The major obstacle to the idea is Blagojevich, who won re-election last year on a vow not to raise the personal income tax or general sales tax under any circumstances. Blagojevich bluntly reiterated that vow in his testimony before the House last week.

“If you pass it, I will veto it,” Blagojevich said.

To override a gubernatorial veto takes a three-fifths vote of the House and Senate — a difficult task in most circumstances, and likely to be impossible on something as fundamentally controversial as an income tax increase.

“Unless we have 71 votes in this House to raise the income tax, why are we talking about it?” Hoffman, the Collinsville Democrat, asked colleagues last week.

— A “maintenance budget.” This is jargon for keeping the status quo: no new programs, no new taxes and no tax increases. Although lawmakers in both parties say they’d like more education and health care funding, there has been increasing sentiment lately that, amid the rubble of competing new tax plans, maybe it would be best to keep the status quo.

“It’s a mistake to accept the premise that we need to raise $7.5 or $8 billion” in new revenue, House Minority Leader Tom Cross, R-Oswego, said in floor debate Thursday, referring to the amount of money Blagojevich’s proposed gross revenue tax would have raised. “That means we grow our budget by 30 percent.
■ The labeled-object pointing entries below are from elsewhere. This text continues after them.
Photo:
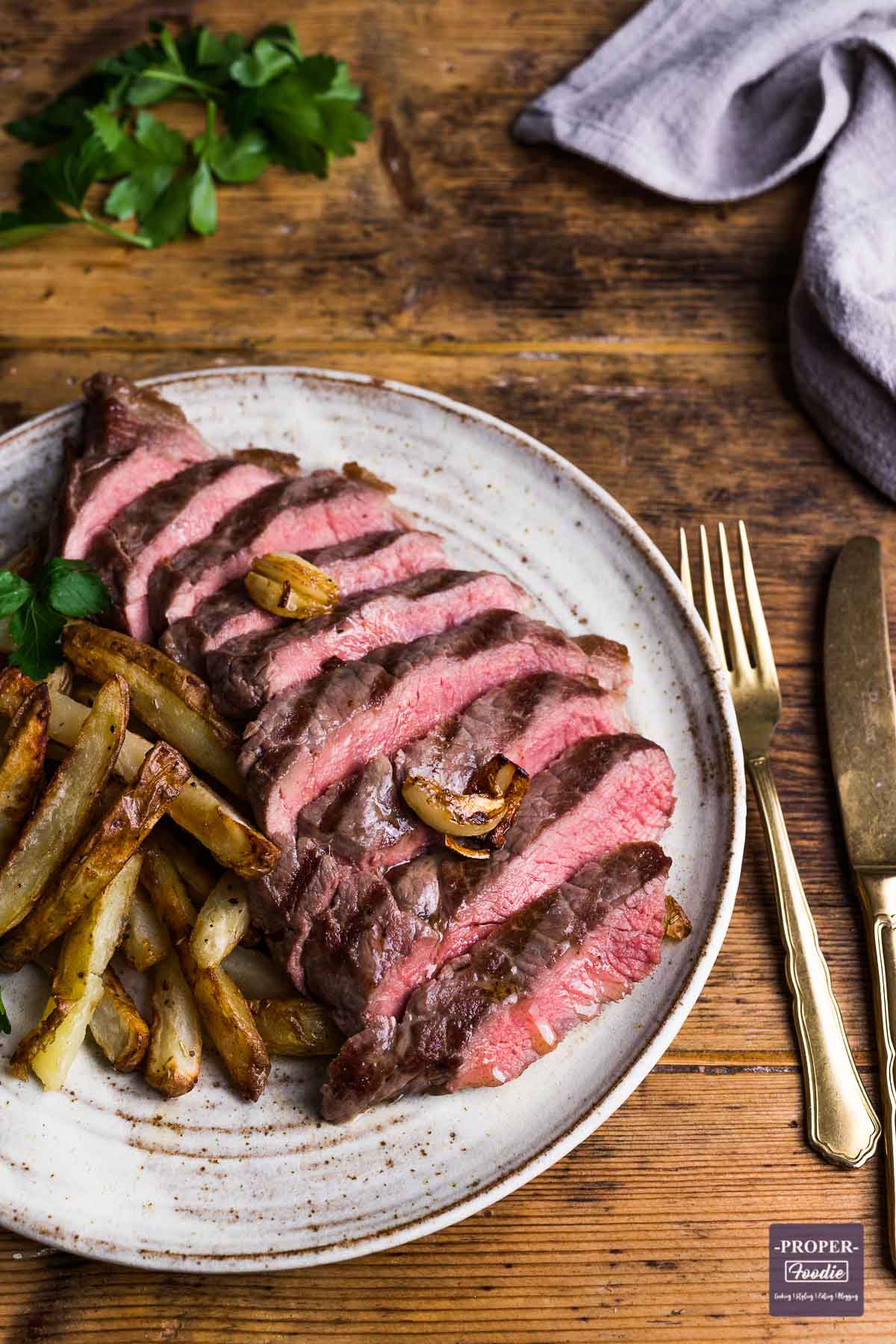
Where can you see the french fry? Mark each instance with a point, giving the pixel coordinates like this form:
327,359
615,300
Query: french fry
146,941
228,838
22,768
257,974
100,856
78,986
172,700
223,1011
220,922
117,1026
200,880
175,1051
294,1027
62,815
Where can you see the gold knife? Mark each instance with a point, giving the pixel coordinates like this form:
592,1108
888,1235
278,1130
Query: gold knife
862,726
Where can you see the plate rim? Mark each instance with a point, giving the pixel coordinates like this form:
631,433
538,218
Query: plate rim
668,1028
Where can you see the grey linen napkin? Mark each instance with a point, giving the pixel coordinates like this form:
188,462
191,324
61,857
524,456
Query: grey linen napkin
715,100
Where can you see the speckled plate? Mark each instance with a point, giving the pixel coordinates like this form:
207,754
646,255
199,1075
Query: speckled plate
211,1183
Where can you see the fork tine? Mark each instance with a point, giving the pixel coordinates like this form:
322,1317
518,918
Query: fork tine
761,641
736,643
709,596
684,564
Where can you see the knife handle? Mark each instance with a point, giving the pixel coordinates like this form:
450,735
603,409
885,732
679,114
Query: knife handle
877,890
842,1125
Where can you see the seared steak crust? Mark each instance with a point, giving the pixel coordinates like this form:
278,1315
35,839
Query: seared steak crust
371,947
290,515
132,440
250,670
492,1012
323,732
531,721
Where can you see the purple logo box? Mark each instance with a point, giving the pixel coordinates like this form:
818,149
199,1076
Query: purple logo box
815,1269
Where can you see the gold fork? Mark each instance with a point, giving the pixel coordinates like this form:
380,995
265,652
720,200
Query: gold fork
841,1122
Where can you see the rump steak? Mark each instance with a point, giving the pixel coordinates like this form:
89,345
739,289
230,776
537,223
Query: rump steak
294,515
492,1012
374,944
531,721
366,562
159,523
132,440
319,732
252,670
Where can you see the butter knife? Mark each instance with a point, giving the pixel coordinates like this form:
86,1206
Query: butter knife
862,726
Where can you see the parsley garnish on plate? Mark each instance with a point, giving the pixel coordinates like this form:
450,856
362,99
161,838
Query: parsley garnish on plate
38,612
277,107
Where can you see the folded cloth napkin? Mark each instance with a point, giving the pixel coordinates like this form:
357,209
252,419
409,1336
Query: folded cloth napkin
715,100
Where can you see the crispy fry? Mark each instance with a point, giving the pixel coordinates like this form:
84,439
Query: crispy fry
117,1027
100,856
22,768
172,700
222,921
233,840
58,823
78,986
146,940
89,945
200,880
225,1012
294,1027
175,1051
257,974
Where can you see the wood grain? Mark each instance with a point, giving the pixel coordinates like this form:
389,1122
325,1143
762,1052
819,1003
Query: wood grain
647,340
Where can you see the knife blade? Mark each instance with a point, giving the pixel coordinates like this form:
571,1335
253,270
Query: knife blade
862,726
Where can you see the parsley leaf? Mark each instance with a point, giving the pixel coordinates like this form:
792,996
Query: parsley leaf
73,588
13,591
40,611
280,107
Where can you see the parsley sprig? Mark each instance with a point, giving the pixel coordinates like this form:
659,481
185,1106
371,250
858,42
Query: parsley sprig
277,107
38,612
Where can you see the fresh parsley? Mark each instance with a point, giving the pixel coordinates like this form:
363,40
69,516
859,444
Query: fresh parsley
276,104
37,612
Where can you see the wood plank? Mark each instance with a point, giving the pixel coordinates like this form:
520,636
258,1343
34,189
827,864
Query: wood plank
659,1223
440,226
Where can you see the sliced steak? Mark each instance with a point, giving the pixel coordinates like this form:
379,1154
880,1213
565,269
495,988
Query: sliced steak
531,721
159,523
294,515
252,670
366,562
323,732
132,440
492,1012
370,948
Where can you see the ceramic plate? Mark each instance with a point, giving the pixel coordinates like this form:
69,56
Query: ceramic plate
210,1183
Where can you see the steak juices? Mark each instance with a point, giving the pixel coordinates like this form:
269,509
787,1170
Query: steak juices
445,972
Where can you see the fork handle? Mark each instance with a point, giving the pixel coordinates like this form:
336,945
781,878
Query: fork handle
842,1125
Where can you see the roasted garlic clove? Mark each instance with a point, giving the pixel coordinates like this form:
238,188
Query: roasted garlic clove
488,809
287,585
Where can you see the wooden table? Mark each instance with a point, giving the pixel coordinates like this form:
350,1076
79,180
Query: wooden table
647,340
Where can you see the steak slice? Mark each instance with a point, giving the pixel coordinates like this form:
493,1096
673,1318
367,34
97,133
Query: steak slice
319,732
163,520
293,515
366,562
531,721
492,1012
370,948
252,670
132,440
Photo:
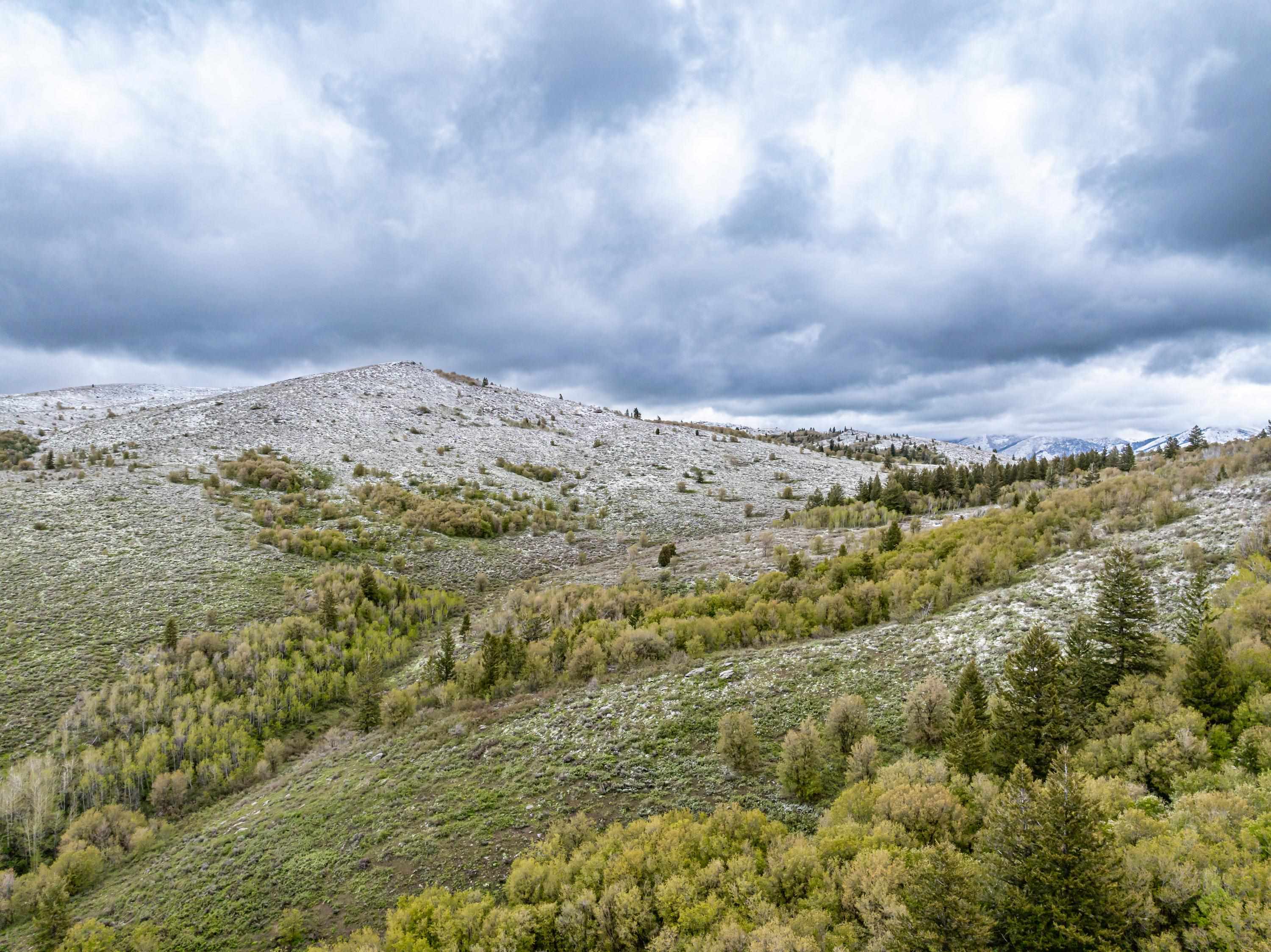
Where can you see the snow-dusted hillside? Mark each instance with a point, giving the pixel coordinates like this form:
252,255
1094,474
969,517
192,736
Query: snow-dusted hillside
72,407
1213,434
1044,447
957,454
408,420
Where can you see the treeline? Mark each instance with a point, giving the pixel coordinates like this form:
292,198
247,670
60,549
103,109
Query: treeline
468,510
203,715
576,632
947,487
1113,794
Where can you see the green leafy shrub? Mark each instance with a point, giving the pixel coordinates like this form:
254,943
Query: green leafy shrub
738,744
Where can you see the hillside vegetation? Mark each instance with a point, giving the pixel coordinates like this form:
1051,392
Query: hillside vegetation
475,703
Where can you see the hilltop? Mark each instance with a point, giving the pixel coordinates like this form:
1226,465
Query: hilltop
609,588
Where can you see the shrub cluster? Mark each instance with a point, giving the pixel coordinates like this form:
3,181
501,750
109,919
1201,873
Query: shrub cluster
530,471
262,469
1099,819
313,543
205,717
16,447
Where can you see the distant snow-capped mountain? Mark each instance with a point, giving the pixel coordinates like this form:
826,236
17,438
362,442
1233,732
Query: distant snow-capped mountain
1213,434
1021,447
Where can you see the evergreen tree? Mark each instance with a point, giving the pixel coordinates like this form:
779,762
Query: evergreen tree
1055,879
444,665
368,581
944,902
366,696
835,497
1088,675
1209,684
968,747
1127,462
867,565
1032,721
330,619
971,684
993,478
1194,612
1124,613
894,496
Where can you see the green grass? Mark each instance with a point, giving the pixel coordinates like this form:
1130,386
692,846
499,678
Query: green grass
457,796
98,584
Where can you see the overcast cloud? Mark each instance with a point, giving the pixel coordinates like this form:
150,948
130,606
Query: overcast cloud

Nobody raises their budget by 30 percent.”

But Blagojevich, testifying before the House on Wednesday, spoke forcefully against a no-growth budget. He said the need to boost education and health care funding was too great, and he warned that, given rising expenses, the state would have to trim $1 billion in services if there wasn’t new revenue.

Blagojevich cited examples that some later questioned.

“Hot meals for senior citizens in Carbondale will have to be cut if we have a zero-growth, do-nothing budget,” Blagojevich said. “We will hurt people. Schoolteachers will have to be laid off. … New textbooks won’t come because school districts won’t have the money they need. … Football teams might not have uniforms at their high school football games.”

As lawmakers groaned and guffawed, Blagojevich pressed on: “I believe in high school football. I’d like to see those kids have those uniforms.”

Cross, the Republican leader, later quipped to reporters: “I’m a little worried about the football players without uniforms. I’m trying to envision going to our high school football games this fall and (the team) only having, like, pads on.”

— Gambling expansion. Illinois’ nine casino riverboats bring in about $800 million a year to the state in gambling taxes. There is an almost perennial debate in Springfield about expanding the gambling industry to increase the state’s take.

That idea has been more heavily discussed in the past week, as it became clear that Blagojevich’s business tax plan was sinking. One bill that had appeared dead just a few weeks ago but now may get a second look (HB480) would allow four new casinos to open in Chicago and would allow slot machines at Fairmount Park and other horse tracks.

“Every time they’re looking for money, they look at gambling,” lamented Anita Bedell, director of Illinois Church Action on Alcohol Problems, which lobbies against gambling expansion. “It’s such an unstable source of revenue … , but it’s what they keep coming back to.”

— Other tax increases. Increasing the general state sales tax would offer the most potential new money. But the idea faces the same obstacle as an income tax boost: Blagojevich has a standing vow not to allow it.

The state has an array of smaller fees and taxes — on businesses, on state services, on licensed activities, on alcohol and cigarettes — and Blagojevich has indicated in past years that he doesn’t view his “no tax hike” pledge as applying to those taxes.

However, many of those taxes and fees already have been increased under Blagojevich to fund previous state budgets, leaving less room for raising such taxes now.